Mitigation. Targets 5.2x leverage at ~80% LTV — well below the 97% E-Mode max. Automated deleveraging triggers if health factor falls below 1.1 or the sFLOW/FLOW ratio drops >1%. At target leverage, liquidation requires sFLOW to depreciate ~21% relative to FLOW. Residual: extreme conditions could exceed the response window.

Counterparty / protocol risk

Mitigation. Excludes unaudited protocols, unilateral admin keys, and unresolved incidents. Concentration limits and drawdown thresholds limit single-protocol impact. Residual: governance attacks can outpace monitoring.

Market risk — yield compression

Mitigation. The engine continuously evaluates alternatives; diversification across strategy types reduces simultaneous compression. Residual: market-wide compression affects all strategies at once.

Market risk — liquidity

Mitigation. Liquidity depth is reviewed at verification; positions are calibrated so they never represent a material fraction of available liquidity at target size. Residual: liquidity can withdraw rapidly in stressed conditions.

Bridge & cross-chain risk

Mitigation.
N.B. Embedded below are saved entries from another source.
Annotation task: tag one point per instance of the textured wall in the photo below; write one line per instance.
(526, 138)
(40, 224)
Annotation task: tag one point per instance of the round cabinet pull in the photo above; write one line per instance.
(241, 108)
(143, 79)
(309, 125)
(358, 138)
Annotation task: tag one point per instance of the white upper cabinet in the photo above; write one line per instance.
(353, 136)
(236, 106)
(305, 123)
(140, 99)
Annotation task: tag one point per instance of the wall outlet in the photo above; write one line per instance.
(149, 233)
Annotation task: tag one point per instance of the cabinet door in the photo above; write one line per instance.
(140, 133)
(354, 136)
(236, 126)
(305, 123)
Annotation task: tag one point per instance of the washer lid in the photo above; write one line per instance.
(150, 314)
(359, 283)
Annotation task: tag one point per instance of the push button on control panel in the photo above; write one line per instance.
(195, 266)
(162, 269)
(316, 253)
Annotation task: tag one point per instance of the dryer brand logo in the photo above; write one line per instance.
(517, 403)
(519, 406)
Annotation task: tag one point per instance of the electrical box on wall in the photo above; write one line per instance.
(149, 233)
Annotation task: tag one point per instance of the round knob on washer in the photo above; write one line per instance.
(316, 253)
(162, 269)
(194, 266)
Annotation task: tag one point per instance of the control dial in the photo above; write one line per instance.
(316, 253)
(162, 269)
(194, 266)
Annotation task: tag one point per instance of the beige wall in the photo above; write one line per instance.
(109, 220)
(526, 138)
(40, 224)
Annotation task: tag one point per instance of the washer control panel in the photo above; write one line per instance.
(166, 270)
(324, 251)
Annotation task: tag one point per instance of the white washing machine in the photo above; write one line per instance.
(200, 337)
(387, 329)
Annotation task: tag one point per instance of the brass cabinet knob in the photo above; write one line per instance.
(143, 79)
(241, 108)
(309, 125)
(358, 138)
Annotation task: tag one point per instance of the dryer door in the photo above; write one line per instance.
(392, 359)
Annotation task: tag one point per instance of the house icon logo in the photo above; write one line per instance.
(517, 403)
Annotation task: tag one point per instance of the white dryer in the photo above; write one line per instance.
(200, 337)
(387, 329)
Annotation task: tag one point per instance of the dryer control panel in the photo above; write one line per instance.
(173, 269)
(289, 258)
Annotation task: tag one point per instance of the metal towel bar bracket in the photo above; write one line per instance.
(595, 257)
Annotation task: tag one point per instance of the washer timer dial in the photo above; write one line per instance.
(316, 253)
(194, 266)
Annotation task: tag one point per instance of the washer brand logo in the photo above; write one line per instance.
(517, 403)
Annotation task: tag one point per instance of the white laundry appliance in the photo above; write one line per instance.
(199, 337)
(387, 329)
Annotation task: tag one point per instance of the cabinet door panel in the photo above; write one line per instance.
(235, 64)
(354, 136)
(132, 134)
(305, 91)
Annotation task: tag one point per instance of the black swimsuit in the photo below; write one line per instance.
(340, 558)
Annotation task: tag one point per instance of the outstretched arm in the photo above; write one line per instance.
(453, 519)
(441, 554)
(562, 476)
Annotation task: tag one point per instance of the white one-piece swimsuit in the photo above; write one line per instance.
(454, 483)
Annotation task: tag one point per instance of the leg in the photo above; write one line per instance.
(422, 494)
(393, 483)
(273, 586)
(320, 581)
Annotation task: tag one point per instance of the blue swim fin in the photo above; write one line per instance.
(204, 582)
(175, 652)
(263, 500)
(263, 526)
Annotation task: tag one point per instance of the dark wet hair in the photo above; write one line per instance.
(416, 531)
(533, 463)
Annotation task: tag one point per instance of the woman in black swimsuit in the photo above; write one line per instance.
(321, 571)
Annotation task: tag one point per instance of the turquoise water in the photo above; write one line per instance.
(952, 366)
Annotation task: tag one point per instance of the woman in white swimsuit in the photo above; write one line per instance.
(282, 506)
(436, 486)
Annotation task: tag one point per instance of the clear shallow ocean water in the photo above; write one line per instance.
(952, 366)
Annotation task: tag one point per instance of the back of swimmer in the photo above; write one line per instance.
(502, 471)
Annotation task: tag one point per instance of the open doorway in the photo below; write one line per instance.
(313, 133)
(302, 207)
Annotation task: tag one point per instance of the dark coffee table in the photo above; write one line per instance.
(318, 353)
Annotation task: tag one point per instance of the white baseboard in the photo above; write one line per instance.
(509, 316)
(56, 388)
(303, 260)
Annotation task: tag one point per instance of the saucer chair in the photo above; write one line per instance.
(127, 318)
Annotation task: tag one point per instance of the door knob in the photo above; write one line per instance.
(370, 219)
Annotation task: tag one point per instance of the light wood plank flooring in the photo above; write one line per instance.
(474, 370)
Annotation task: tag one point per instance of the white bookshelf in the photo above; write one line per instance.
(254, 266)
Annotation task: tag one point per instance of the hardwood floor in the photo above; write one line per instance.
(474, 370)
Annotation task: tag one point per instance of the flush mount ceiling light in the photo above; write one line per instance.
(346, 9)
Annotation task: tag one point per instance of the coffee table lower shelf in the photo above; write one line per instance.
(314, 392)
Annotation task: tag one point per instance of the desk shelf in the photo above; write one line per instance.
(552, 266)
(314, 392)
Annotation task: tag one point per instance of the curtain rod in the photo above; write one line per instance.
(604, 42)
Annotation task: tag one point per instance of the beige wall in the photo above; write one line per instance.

LayerZero is among the most battle-tested messaging protocols; assets move to destination chains before shares are minted, so bridge failures delay rather than destroy assets. Residual: cross-chain adds attack surface.

Stablecoin peg riskayUSD

Mitigation. Exposure across multiple stablecoin denominations with concentration limits; drawdown thresholds trigger exit from any depegging position. Residual: a simultaneous multi-stablecoin depeg cannot be ruled out.

What AlphaYields does not protect against

Systemic DeFi market failures affecting all protocols
Regulatory actions restricting access to protocols
User error (wrong addresses, compromised keys)
Force majeure events

Yield is variable. The mitigations described reduce but do not eliminate these risks. Capital deployed in DeFi strategies may result in partial or total loss.